Reaction to the possible move has been mixed. Vítor Veloso, Secretary General of the Portuguese League Against Cancer, described the news as “disturbing”, but said he would not oppose it as long as there is no hiatus between the transfer of patients from the old structure to the new. He agreed that it would be difficult to carry out an extensive refurbishment programme while patients were using on-site facilities, but stressed that he would like to see the service remain in the capital, an option also favoured by Lisbon Mayor Carmona Rodrigues. “In Lisbon there are many state owned areas, all funded with public money. It could remain on municipal grounds as long as they balance the books correctly,” Rodrigues said. Some patients have also supported calls for the institute to remain in the capital, expressing concerns that the relocation of the facilities to Oeiras would involve an added journey.
But Manuel António, president of the Administrative Council of the Portuguese Oncological Institute of Coimbra, supported the sale. “The site has a great real estate value. Proceeds from the sale would cover a great part of the new construction,” he said.
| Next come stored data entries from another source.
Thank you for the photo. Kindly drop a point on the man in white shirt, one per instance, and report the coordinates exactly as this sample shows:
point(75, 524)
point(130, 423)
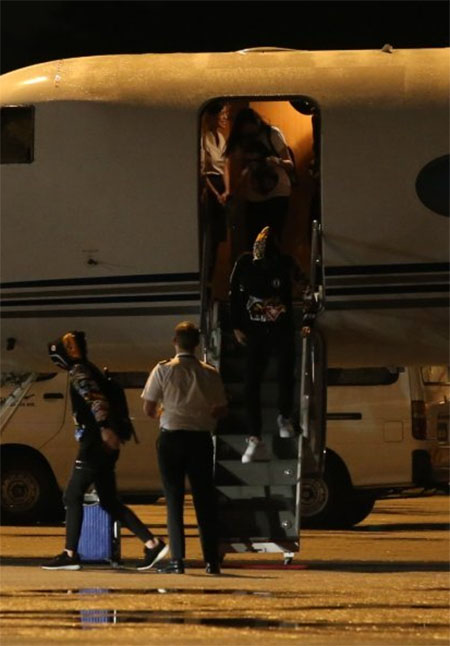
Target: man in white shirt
point(192, 398)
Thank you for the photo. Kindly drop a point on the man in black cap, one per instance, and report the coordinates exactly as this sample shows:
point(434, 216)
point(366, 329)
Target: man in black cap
point(98, 452)
point(262, 320)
Patient care would not be compromised
Dr. Ricardo Luz, from the IPO, spoke to The Resident’s reporter Gabriel Hershman and explained the reasons behind the planned move. “The basic point is that we need new buildings. Several new buildings have been added on over the years, but they have not been planned in a methodical way. So now we have 15 different buildings with long distances between them. We operate an internal bus service to transport patients, but the buildings are simply not as functional as they should be and to rebuild on the same site would be very expensive,” he said.
Dr. Luz guaranteed that patient care would not be compromised in the event of relocation. “Our main concern rests with the characteristics of the site but, above all, its accessibility to patients and personnel,” he said. He refuses to express a personal preference for the new location, saying the final decision resides with the Health Ministry.
Dr. Luz, who has worked extensively in Britain, told The Resident he was surprised that the news should cause so much attention. “For me, it’s a perfectly normal evolution, similar to what happened to UCL (University College – London). We need to plan ahead for the next 40 or 50 years and ensure that we have the best possible conditions for our patients,” he added.